A legislação tributária e o dia a dia do contador
Recentemente iniciei uma pessoa interessada em trabalhar como auxiliar de escrita fiscal e, ao discorrer sobre o sistema tributário nacional, sua pirâmide de atos legislativos e aplicações, fui surpreendido pelo seguinte comentário: “quero aprender a ser auxiliar de escrita fiscal e não advogado!”.
Após explicar para o meu colega que não iríamos estudar o Direito, mas o direito que o Estado tem de regulamentar as operações fiscais, percebi o quanto espanta as pessoas o cipoal de regras que já fazem parte do cotidiano de um escritório de contabilidade. Pois bem, um escritório contábil hoje, se bem observado, no mínimo conterá uma estante em que se encontrará uma Constituição Federal do Brasil, um Código Tributário Nacional, um Regulamento do Imposto de Renda, do IPI e do ICMS, além de pastas encadernadas de boletins e periódicos, que auxiliam o contador a interpretar e aplicar as regras tributárias. Isso se já não estiver tudo online. Todo esse material ainda é complementado com consultas via internet e, quem sabe, um advogado que vez por outra é acionado para elaborar um parecer ou uma impugnação.
Num país como o nosso, em que a produção legislativa é uma constante – neste exato momento alguma regra tributária está sendo alterada –, o comentário do meu colega pode até fazer sentido. Mas qual impacto sofre a profissão contábil? Diria que de praticamente 100%, pois, sem conhecimento das regras aplicadas às operações, não há como orientar os clientes.

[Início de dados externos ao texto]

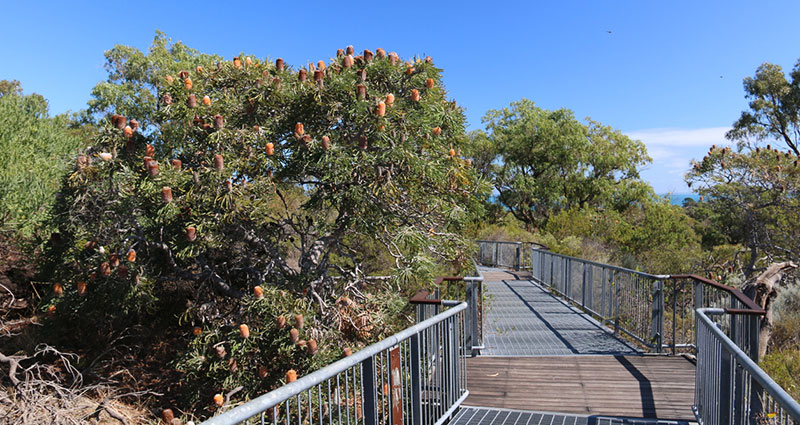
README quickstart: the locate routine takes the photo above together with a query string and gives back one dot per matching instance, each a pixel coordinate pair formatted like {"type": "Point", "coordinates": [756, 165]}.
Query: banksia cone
{"type": "Point", "coordinates": [347, 61]}
{"type": "Point", "coordinates": [166, 194]}
{"type": "Point", "coordinates": [167, 416]}
{"type": "Point", "coordinates": [104, 269]}
{"type": "Point", "coordinates": [191, 234]}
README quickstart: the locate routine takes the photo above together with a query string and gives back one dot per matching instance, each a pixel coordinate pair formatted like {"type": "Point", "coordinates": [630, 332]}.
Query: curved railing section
{"type": "Point", "coordinates": [415, 377]}
{"type": "Point", "coordinates": [730, 388]}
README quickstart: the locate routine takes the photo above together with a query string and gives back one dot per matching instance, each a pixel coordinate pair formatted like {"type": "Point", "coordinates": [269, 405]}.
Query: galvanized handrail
{"type": "Point", "coordinates": [730, 388]}
{"type": "Point", "coordinates": [414, 377]}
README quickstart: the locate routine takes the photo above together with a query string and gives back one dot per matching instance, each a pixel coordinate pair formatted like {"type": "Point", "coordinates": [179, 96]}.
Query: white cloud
{"type": "Point", "coordinates": [681, 137]}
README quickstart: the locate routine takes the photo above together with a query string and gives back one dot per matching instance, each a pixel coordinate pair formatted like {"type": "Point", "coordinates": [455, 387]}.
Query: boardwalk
{"type": "Point", "coordinates": [544, 355]}
{"type": "Point", "coordinates": [523, 319]}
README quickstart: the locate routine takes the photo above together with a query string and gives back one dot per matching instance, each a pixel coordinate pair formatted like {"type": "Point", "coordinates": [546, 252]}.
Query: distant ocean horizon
{"type": "Point", "coordinates": [677, 198]}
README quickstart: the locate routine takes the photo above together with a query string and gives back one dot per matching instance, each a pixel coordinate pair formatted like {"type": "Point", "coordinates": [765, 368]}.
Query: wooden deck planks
{"type": "Point", "coordinates": [634, 386]}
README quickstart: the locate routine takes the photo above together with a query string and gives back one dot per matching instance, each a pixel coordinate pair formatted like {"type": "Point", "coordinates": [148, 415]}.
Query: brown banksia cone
{"type": "Point", "coordinates": [347, 61]}
{"type": "Point", "coordinates": [104, 269]}
{"type": "Point", "coordinates": [166, 194]}
{"type": "Point", "coordinates": [191, 234]}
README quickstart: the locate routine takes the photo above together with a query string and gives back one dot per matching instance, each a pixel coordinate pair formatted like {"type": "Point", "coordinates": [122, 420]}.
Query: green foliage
{"type": "Point", "coordinates": [287, 179]}
{"type": "Point", "coordinates": [547, 161]}
{"type": "Point", "coordinates": [35, 149]}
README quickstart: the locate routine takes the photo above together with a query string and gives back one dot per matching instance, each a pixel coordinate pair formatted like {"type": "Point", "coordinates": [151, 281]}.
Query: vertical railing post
{"type": "Point", "coordinates": [368, 391]}
{"type": "Point", "coordinates": [657, 316]}
{"type": "Point", "coordinates": [416, 380]}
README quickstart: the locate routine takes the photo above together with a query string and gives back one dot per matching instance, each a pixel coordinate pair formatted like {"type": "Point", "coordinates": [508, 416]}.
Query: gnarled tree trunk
{"type": "Point", "coordinates": [762, 289]}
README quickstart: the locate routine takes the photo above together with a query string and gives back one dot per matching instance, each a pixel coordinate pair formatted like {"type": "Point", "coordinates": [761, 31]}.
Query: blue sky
{"type": "Point", "coordinates": [669, 72]}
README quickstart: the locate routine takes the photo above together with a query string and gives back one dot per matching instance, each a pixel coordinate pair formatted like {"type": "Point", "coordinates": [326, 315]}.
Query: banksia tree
{"type": "Point", "coordinates": [281, 184]}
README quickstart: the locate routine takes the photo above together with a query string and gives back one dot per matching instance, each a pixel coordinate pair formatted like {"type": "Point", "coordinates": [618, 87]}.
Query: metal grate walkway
{"type": "Point", "coordinates": [522, 319]}
{"type": "Point", "coordinates": [482, 416]}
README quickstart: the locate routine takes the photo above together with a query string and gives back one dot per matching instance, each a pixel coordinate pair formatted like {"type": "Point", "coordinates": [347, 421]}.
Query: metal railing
{"type": "Point", "coordinates": [415, 377]}
{"type": "Point", "coordinates": [730, 388]}
{"type": "Point", "coordinates": [469, 288]}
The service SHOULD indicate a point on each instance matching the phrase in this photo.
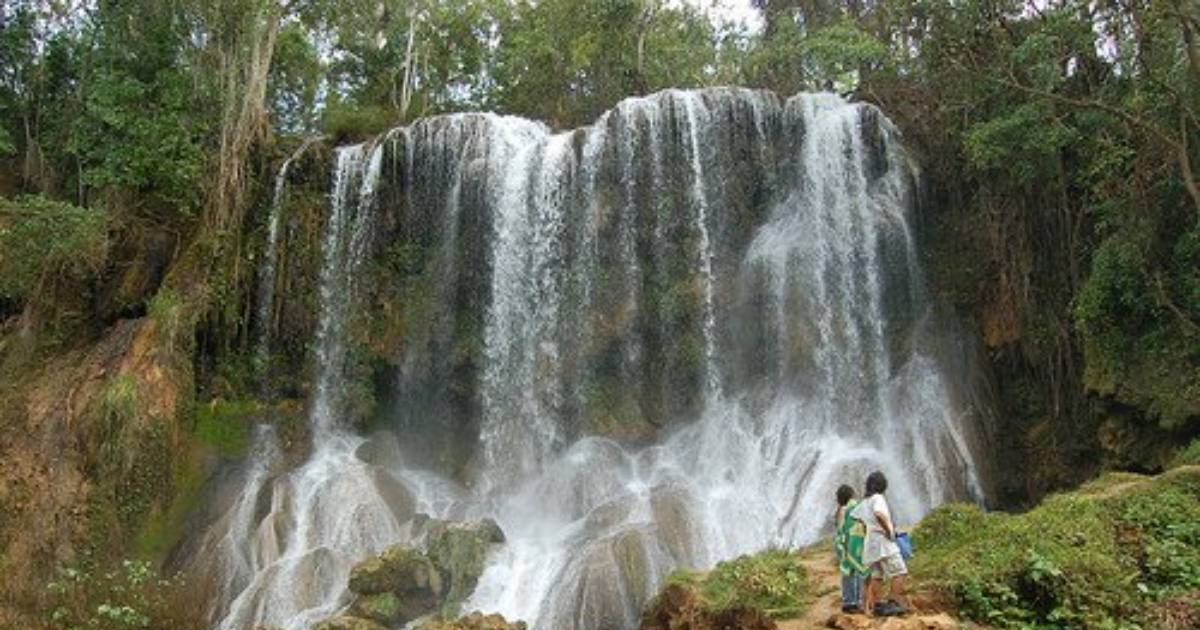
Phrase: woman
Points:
(881, 555)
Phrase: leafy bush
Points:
(772, 581)
(345, 121)
(1099, 557)
(129, 597)
(41, 239)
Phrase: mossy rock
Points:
(348, 623)
(772, 582)
(383, 607)
(475, 621)
(400, 569)
(460, 551)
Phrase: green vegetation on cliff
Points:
(1060, 144)
(1120, 552)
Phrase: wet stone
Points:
(348, 623)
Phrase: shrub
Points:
(43, 240)
(1097, 558)
(772, 581)
(1188, 455)
(130, 595)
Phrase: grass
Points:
(772, 581)
(1097, 558)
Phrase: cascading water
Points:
(267, 271)
(737, 271)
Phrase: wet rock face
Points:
(348, 623)
(400, 570)
(475, 621)
(405, 582)
(460, 551)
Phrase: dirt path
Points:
(826, 587)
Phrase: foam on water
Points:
(811, 330)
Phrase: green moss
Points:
(165, 527)
(772, 581)
(1096, 558)
(225, 425)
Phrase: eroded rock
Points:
(348, 623)
(400, 569)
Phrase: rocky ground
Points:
(825, 610)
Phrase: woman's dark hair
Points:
(876, 484)
(844, 495)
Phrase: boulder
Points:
(402, 583)
(383, 607)
(400, 569)
(459, 551)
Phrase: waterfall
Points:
(663, 341)
(264, 312)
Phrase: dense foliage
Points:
(1114, 555)
(1059, 139)
(772, 581)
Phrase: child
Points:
(881, 555)
(847, 541)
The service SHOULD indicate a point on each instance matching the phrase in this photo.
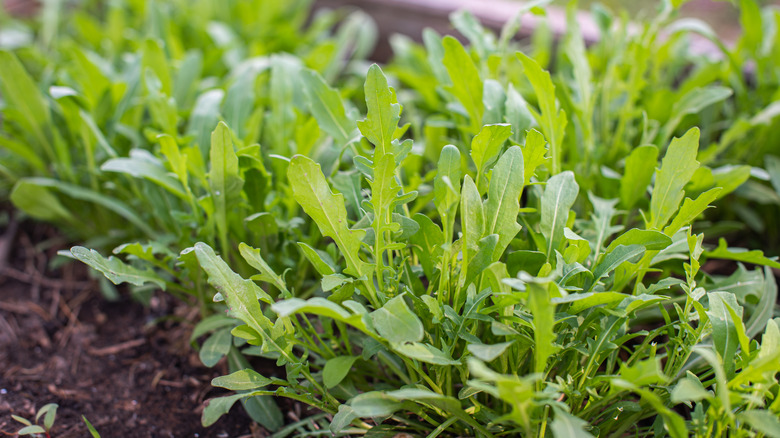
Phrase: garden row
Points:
(459, 243)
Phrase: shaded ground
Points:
(62, 342)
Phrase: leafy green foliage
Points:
(502, 255)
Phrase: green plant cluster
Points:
(465, 245)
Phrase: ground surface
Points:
(62, 342)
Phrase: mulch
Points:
(128, 370)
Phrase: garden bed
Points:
(542, 305)
(131, 374)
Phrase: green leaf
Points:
(764, 309)
(396, 323)
(551, 120)
(424, 353)
(482, 259)
(49, 413)
(517, 114)
(242, 380)
(691, 209)
(689, 389)
(466, 84)
(116, 270)
(39, 202)
(677, 168)
(611, 261)
(326, 106)
(342, 419)
(30, 430)
(502, 205)
(640, 165)
(154, 58)
(255, 260)
(693, 102)
(543, 311)
(650, 239)
(534, 153)
(92, 430)
(312, 192)
(205, 114)
(374, 404)
(446, 186)
(763, 421)
(225, 183)
(724, 330)
(427, 243)
(487, 352)
(472, 218)
(285, 76)
(772, 164)
(486, 146)
(729, 178)
(241, 295)
(217, 407)
(321, 306)
(316, 259)
(740, 254)
(584, 301)
(336, 369)
(644, 372)
(83, 194)
(557, 200)
(566, 425)
(384, 112)
(216, 347)
(142, 164)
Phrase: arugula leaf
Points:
(326, 106)
(312, 192)
(502, 205)
(384, 112)
(677, 168)
(557, 200)
(116, 270)
(466, 85)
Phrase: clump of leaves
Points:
(501, 318)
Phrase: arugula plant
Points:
(83, 112)
(497, 319)
(600, 105)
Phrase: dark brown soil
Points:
(62, 342)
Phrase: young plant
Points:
(49, 414)
(479, 326)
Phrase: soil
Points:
(62, 342)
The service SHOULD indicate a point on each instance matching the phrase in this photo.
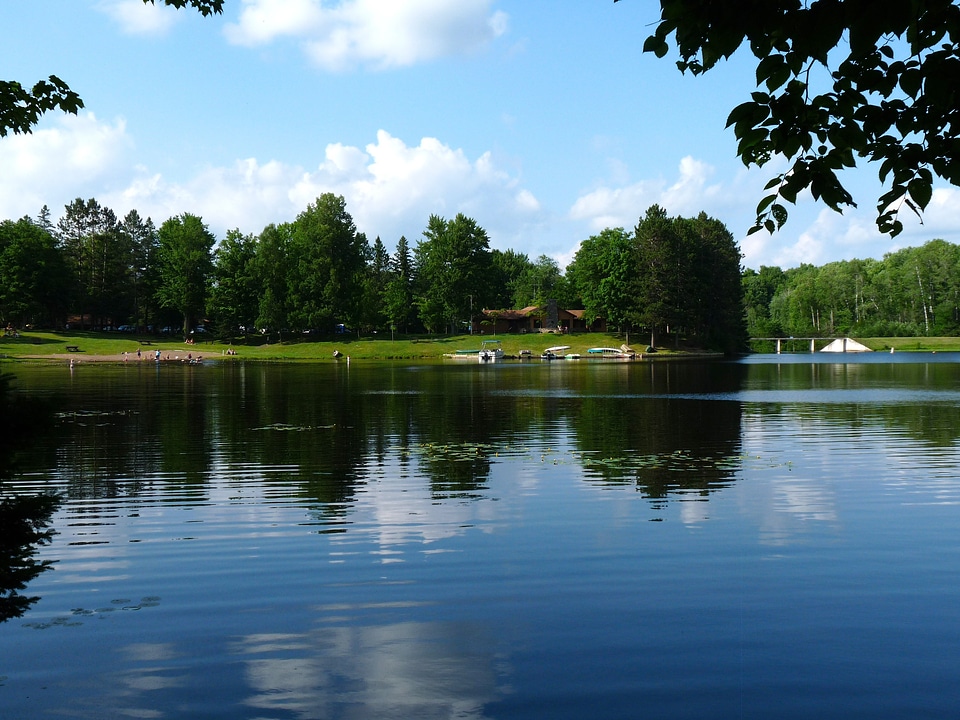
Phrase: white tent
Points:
(846, 345)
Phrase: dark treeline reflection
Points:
(326, 429)
(24, 518)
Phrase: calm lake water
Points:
(773, 537)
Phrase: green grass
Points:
(403, 348)
(298, 348)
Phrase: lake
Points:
(777, 536)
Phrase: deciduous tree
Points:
(838, 81)
(185, 266)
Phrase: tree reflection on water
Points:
(23, 520)
(23, 529)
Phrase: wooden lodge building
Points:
(540, 319)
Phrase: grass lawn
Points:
(105, 344)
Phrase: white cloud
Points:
(622, 207)
(371, 33)
(52, 166)
(138, 18)
(391, 189)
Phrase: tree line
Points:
(318, 274)
(910, 292)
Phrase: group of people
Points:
(158, 356)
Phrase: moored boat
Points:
(490, 350)
(552, 353)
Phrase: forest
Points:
(317, 275)
(671, 277)
(912, 292)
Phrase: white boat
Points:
(552, 353)
(611, 352)
(490, 350)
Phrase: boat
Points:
(619, 353)
(490, 350)
(552, 353)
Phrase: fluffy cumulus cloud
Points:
(813, 234)
(688, 194)
(54, 165)
(138, 18)
(370, 33)
(391, 188)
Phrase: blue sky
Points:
(540, 119)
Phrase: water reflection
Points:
(399, 670)
(463, 541)
(24, 527)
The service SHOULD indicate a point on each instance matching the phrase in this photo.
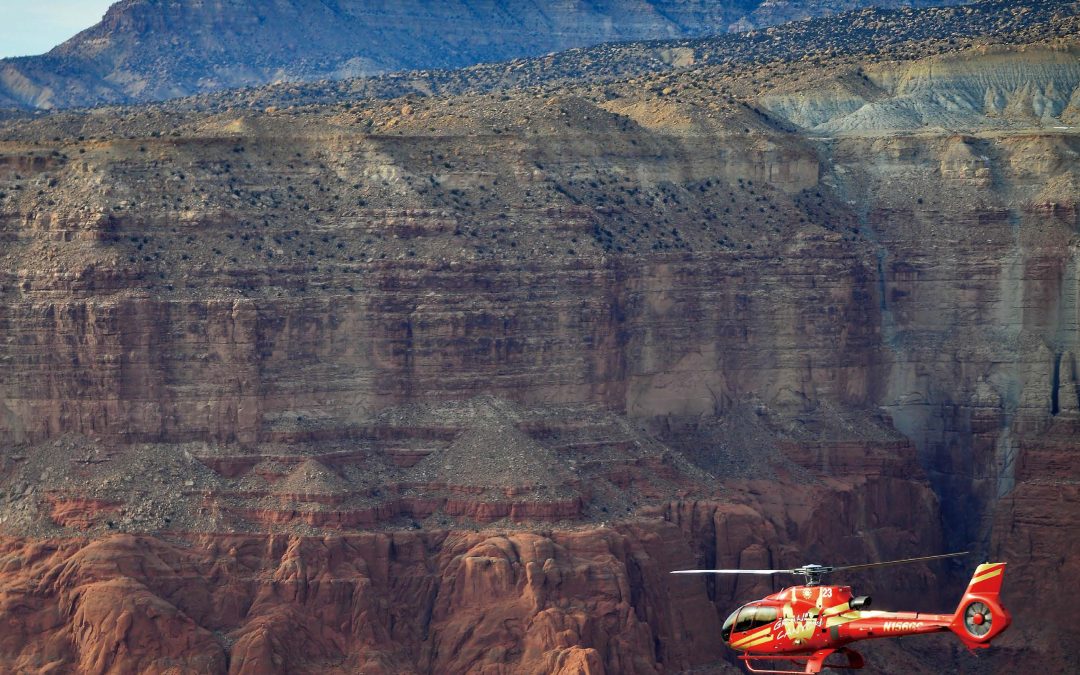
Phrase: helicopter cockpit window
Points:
(750, 618)
(745, 620)
(726, 631)
(765, 616)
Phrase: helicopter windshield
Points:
(747, 618)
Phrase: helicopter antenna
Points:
(814, 574)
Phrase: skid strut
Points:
(810, 662)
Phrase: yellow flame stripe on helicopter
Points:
(760, 640)
(839, 609)
(988, 575)
(755, 635)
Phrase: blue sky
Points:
(36, 26)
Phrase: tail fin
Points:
(980, 617)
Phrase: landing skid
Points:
(811, 662)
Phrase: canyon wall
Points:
(841, 342)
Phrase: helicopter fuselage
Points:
(805, 618)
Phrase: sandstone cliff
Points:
(397, 368)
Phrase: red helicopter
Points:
(806, 624)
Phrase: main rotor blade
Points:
(732, 571)
(903, 562)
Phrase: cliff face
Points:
(588, 599)
(372, 375)
(151, 50)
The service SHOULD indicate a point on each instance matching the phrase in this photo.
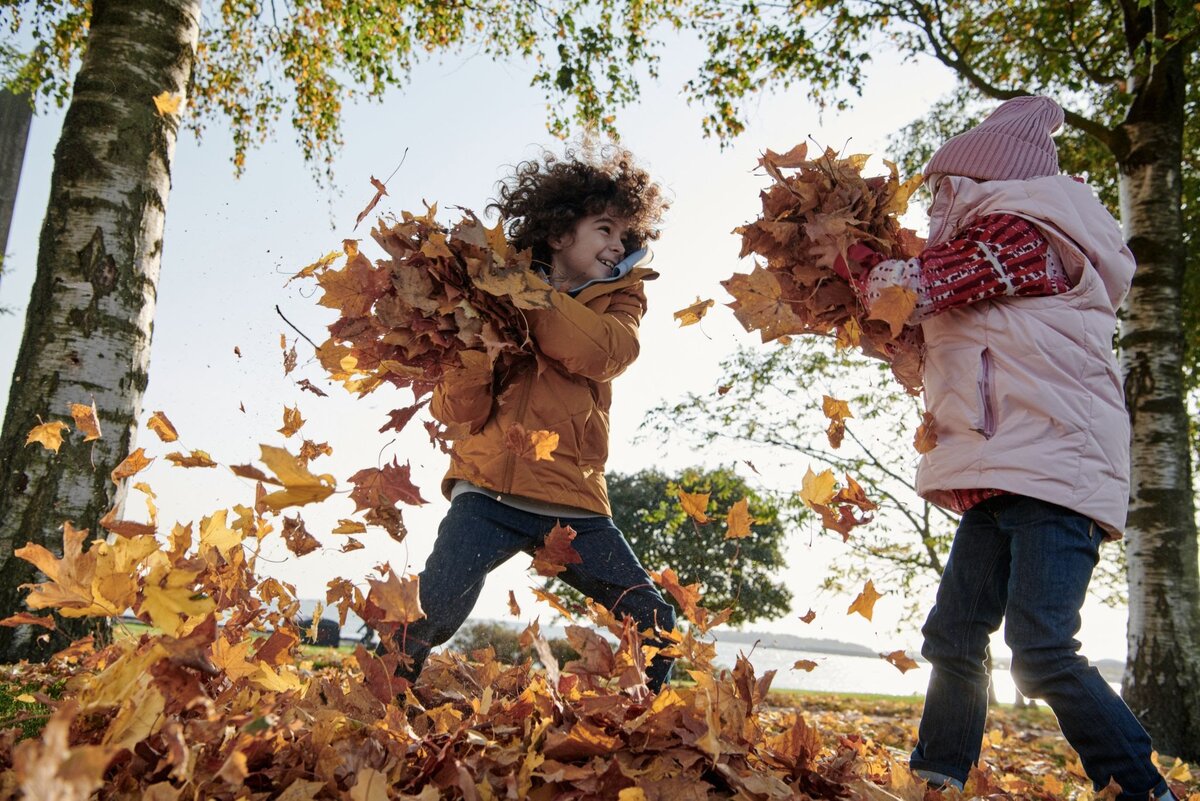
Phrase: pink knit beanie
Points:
(1012, 144)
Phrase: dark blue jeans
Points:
(480, 534)
(1027, 562)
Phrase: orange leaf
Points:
(903, 662)
(162, 427)
(557, 552)
(864, 603)
(695, 505)
(694, 313)
(132, 464)
(738, 521)
(87, 421)
(48, 435)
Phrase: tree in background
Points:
(733, 573)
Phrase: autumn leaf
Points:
(894, 307)
(864, 603)
(381, 190)
(738, 521)
(48, 435)
(694, 313)
(903, 662)
(168, 103)
(556, 553)
(376, 488)
(925, 439)
(162, 427)
(195, 459)
(695, 505)
(817, 489)
(131, 465)
(292, 421)
(87, 422)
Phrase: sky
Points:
(232, 244)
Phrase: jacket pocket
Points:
(987, 420)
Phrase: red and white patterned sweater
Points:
(996, 256)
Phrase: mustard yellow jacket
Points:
(589, 339)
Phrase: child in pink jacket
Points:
(1018, 291)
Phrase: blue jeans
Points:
(1027, 562)
(480, 534)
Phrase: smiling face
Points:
(588, 252)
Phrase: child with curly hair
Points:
(587, 220)
(1017, 297)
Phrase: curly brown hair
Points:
(544, 198)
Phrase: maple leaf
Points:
(292, 421)
(894, 307)
(925, 439)
(381, 190)
(161, 426)
(694, 313)
(738, 521)
(903, 662)
(695, 505)
(48, 435)
(167, 102)
(297, 537)
(195, 459)
(864, 603)
(375, 488)
(87, 422)
(396, 601)
(131, 465)
(817, 489)
(531, 446)
(557, 552)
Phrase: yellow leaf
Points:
(694, 313)
(817, 489)
(87, 420)
(48, 435)
(864, 603)
(168, 102)
(738, 521)
(695, 505)
(162, 427)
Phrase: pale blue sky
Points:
(231, 245)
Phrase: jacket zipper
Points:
(988, 422)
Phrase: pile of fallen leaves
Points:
(823, 226)
(443, 299)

Este breve ensaio tem como objetivo discorrer rapidamente sobre os principais diplomas legais que considero como “básicos” e como o profissional contábil tem que desenvolver, além do conhecimento de sua profissão, o entendimento do que os juristas chamam de “quid júris”.
Qualquer pessoa que lida com a área fiscal/contábil deve no mínimo ter noções do que é uma “lei”, uma “instrução normativa”, um “regulamento” etc. Por que? Por causa da chamada hierarquia das normas: cada dispositivo que regula uma determinada situação deve respeitar outra de força maior que lhe dê fundamento. Uma norma legal fica no abstrato até o momento de sua aplicação, materializado no fato concreto a que é submetida.
Acima de todas paira a Constituição Federal, a chamada Lei Maior ou Carta Magna. Nela estão atribuídas as regras de permissão e limitação do poder de tributar da União, Estados, municípios e Distrito Federal. A Constituição não cria um tributo, apenas autoriza a sua criação.
Para o contador e em especial para quem milita na área fiscal, conhecer o sistema tributário nacional é de suma importância.
Assim, além da Constituição, ter conhecimento do CTN – Código Tributário Nacional – é importante, pois nele temos a definição, em nível de lei complementar à constituição, do que são impostos, contribuições e taxas. A lei 5.172/1966 (CTN) é um diploma único no seu gênero por ser uma lei que não sofreu muitas modificações ao longo do tempo – por ter, na minha opinião, qualidade técnica e objetividade.
Abaixo do CTN, que é uma lei complementar, temos a chamada lei ordinária: observados seus limites de competência, pode ser editada pela União, Estados, municípios e Distrito Federal, onde são declarados os critérios de imposição tributária. Por exemplo: a lei que determina as regras do ICMS, em São Paulo, é a 6.374/1989, que tem sua regulamentação atual no decreto 45.490/2000.
Esta é outra figura que deixa todo mundo meio confuso: o decreto. Este ato normativo do poder executivo explica e robustece a lei, detalhando o que esta apenas prevê em termos gerais, sem extrapolar suas atribuições.
Agora, as chamadas instruções normativas, tão amplamente publicadas pela Receita Federal, são verdadeiras “instruções” que têm o condão de serem reguladoras de matérias, como a instrução normativa 1.234/2012, que dispõe sobre retenção de tributos e contribuições nos pagamentos recebidos pelas pessoas jurídicas provenientes de órgãos públicos.
Assim sendo, de acordo com a atividade de determinado empreendimento, haverá uma série de atos normativos que regulamentam as operações, o fato gerador do imposto, suas obrigações acessórias e a maneira com que o Estado pode também aplicar sanções.
Como se vê, o comentário do meu colega tem sua razão de ser, pois, para entender pelo menos um pouco do sistema tributário, necessário se faz ter noções de hermenêutica, exegese e conhecer as ferramentas necessárias para uma interpretação correta de aplicação das normas. Logo a necessidade criada obriga o profissional contábil a buscar novos horizontes e ampliar seu conhecimento de outras disciplinas para que haja um bom atendimento junto ao cliente, afinal “ninguém será obrigado a fazer ou deixar de fazer alguma coisa senão em virtude de lei” (Constituição Federal/1988, art. 5º, II).